Васюта лишь пригубил и все стрелял глазами на женку, любуясь её лицом и станом.
— Не горюй, Ольгица. Мужик тебя не стоит. Замухрышка. Пошто пошла за экого?
— Чудной ты, голубь. Да разве я по своей воле? Отец-то у меня лаптишками торгует. Задолжал десять рублей Степану, — слова Ольгицы доносились до Болотникова как сквозь сон. — Степан же кожевник, в богатые выбился. А тут как-то стал долг по кабальной записи спрашивать. Но где таких денег набраться?… Вот и отдал меня отец Степану. А то бы стоять ему на правеже.
— Худо со Степаном-то?
— Худо, голубь. Постылый он, ласки с ним не ведала.
— А ты меня полюби, — игриво повел глазами Васюта, подвигаясь к Ольгице. Но женка оттолкнула его, прижалась к Иванке.
— Вот кто мне нынче люб. До смертушки раба его… А ты ступай, голубь. Дай на сокола наглядеться.
— Пойду я, Иванка, — вздохнул Васюта. — Слышь? К деду Лапотку пойду.
Иванка откинулся к стене; сейчас он не видел ни женки, ни Васюты, шагнувшего к порогу. Все плыло перед глазами, голова, руки и ноги стали тяжелыми, будто к ним подвесили гири.
Когда Васюта вышел, Ольгица закрыла избу на засов, села к Иванке на колени, обвила шею руками, жарко зашептала:
— Мой ты, сокол… Люб ты мне.
Шелковый убрус сполз на плечи, рассыпались по спине густые волосы.
— Уйди, женка!
— Не уйду, сокол. Вижу, сморился ты. Спать укладу.
Ольгица кинула на пол овчину, сняла с себя летник.
— Подь же ко мне, любый мой.
Прижалась всем телом, зацеловала.
— Горяча ты, женка, — выдохнул Иванка, проваливаясь в сладкий дурман.
Двое стрельцов ввели к воеводе косоглазого мужика с косматыми щетинистыми бровями. Мужик бухнулся на колени.
— Воровство, батюшка боярин! Лихие в городе. Злой умысел замышляют.
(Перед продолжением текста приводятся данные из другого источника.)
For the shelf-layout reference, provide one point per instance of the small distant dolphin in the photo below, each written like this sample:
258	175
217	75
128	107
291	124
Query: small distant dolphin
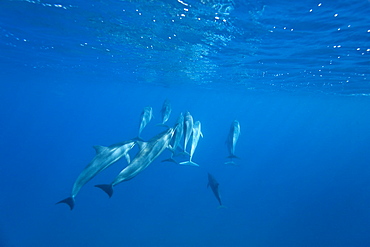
105	156
179	132
232	139
188	128
145	117
212	182
148	152
166	112
197	133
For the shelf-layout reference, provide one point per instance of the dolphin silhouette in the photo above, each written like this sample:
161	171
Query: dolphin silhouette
105	157
212	182
188	128
145	117
179	132
166	112
197	133
232	140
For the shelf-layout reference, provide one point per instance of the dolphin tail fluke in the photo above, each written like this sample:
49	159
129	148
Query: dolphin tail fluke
107	188
233	156
70	201
188	163
170	160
— Злой умысел? — насторожился воевода.
— Из деревеньки я прибег, батюшка боярин. Из Деболов. Намедни лихие в деревеньку заявились, мужиков крамольными словами прельщали. Двое их. Особливо чернявый прытко воровал. К бунту мужиков призывал.
— К бунту? — приподнялся из кресла воевода.
— К оунту, батюшка. Берите, грит, мужики, топоры да боярские головы рубите.
Воевода переменился в лице — вспыхнул, побагровел.
— Паскудники!.. Сказывай, смерд, где лихие?
— Тут они, отец воевода, в городе. Видел их на Вечевой. Чернявый-то гулящую женку зипуном прикрыл. Та к себе свела, в Никольскую слободу.
Воевода ступил к служилым.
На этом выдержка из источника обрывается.